That is a beautiful anecdote, but I don't see what we could reasonably generalize from that. It's fairly well established that access to good medical care and a certain degree of wealth make us happier.
Could a life radically and willfully different in many ways turn out to be better for most of us (which is critically what you claimed before)? It's certainly possible, given how few people take this route, but an appeal to nature is just not super convincing, unless you can back it up with data.
I can't help but notice you did not engage with how 40% of kids dieing and another 20% of us getting killed by some member of the cherished tribe could possible lead to high levels of life satisfaction. As far I can tell, on the whole, the good old days were cruel and rosy retrospection is just that.
The "miserable" existence ascribed by modern day humans to past human life is colored by their modern day psychological profile. If they were born and raised at that environment their psychological profile would be very different. A modern day human can be easily traumatized by something that past humans would consider trivial.
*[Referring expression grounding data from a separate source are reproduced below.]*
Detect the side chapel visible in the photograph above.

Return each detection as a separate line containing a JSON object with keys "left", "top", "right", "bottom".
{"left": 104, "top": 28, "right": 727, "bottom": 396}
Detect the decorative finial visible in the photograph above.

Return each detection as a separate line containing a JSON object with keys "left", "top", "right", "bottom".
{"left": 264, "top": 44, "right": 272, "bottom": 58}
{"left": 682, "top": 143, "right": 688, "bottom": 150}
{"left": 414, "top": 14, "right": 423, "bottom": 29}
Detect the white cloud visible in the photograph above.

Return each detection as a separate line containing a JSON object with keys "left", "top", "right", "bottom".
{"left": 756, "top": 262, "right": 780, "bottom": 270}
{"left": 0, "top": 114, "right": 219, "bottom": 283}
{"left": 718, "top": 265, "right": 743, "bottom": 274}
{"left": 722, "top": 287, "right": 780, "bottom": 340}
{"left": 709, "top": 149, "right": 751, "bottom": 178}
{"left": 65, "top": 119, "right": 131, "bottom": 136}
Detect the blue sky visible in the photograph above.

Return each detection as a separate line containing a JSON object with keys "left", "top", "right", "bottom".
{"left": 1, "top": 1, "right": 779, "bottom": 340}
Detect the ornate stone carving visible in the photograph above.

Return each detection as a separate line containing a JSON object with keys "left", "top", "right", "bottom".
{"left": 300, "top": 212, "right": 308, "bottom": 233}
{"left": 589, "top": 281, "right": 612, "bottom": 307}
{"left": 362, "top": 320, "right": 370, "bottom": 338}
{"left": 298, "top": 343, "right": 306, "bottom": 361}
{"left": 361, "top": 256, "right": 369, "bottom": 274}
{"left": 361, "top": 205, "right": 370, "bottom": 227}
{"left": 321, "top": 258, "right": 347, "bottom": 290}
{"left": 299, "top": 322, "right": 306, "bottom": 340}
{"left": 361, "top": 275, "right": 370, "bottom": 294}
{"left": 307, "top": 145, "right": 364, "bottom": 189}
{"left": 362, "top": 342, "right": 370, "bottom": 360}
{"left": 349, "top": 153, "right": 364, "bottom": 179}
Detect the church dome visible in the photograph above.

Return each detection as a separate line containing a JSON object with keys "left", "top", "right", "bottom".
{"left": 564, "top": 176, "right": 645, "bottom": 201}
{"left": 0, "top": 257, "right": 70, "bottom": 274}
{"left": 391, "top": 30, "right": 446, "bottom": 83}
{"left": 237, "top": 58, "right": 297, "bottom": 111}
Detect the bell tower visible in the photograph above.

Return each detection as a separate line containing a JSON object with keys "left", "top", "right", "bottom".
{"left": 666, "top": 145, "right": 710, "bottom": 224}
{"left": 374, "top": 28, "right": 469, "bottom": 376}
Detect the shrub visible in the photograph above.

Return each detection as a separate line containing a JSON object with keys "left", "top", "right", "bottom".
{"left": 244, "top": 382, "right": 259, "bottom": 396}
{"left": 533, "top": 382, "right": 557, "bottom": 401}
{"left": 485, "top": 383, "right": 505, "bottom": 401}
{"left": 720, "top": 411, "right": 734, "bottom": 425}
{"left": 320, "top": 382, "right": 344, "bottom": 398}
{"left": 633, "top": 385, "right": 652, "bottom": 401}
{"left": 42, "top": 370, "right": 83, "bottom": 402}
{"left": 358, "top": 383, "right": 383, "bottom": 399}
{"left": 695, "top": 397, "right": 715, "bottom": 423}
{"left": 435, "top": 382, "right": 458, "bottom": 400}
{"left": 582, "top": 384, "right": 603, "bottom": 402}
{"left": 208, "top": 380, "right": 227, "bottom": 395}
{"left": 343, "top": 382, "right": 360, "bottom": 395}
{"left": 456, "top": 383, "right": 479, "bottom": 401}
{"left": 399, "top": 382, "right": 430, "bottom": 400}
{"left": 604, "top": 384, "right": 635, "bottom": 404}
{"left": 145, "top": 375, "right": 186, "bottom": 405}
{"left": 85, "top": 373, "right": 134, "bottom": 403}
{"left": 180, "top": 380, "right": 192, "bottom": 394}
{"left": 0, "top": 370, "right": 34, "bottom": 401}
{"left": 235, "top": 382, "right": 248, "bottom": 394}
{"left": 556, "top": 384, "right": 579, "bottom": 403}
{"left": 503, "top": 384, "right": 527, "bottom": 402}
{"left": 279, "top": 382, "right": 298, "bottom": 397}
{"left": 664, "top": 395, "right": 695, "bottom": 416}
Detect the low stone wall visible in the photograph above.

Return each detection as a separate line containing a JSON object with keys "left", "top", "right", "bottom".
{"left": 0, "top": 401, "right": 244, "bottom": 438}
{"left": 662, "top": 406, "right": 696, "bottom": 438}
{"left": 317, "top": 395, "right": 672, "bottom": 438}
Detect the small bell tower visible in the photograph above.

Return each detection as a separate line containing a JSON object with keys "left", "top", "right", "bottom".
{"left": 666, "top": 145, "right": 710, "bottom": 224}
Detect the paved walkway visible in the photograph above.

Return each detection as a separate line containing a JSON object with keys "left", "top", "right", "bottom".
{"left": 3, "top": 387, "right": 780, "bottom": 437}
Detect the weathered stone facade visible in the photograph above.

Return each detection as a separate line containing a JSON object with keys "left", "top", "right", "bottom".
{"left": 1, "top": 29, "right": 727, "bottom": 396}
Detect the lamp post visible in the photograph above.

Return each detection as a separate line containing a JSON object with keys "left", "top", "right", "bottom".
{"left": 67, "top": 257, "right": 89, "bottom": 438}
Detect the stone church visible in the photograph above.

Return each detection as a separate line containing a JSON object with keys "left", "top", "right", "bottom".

Sure death was more common, possibly even violence, but that would not mean people were less happy. Satisfaction in human psychology has a certain profile, and that profile mainly follows the things i talked about. Close human relationships in small cohort groups, perception of agency, among a few other important factors. things that are missing among many citizens of modern day societies world wide. My point is that on average if you performed a statistical analysis of how happy people were, the claim is that they were happier back then then now.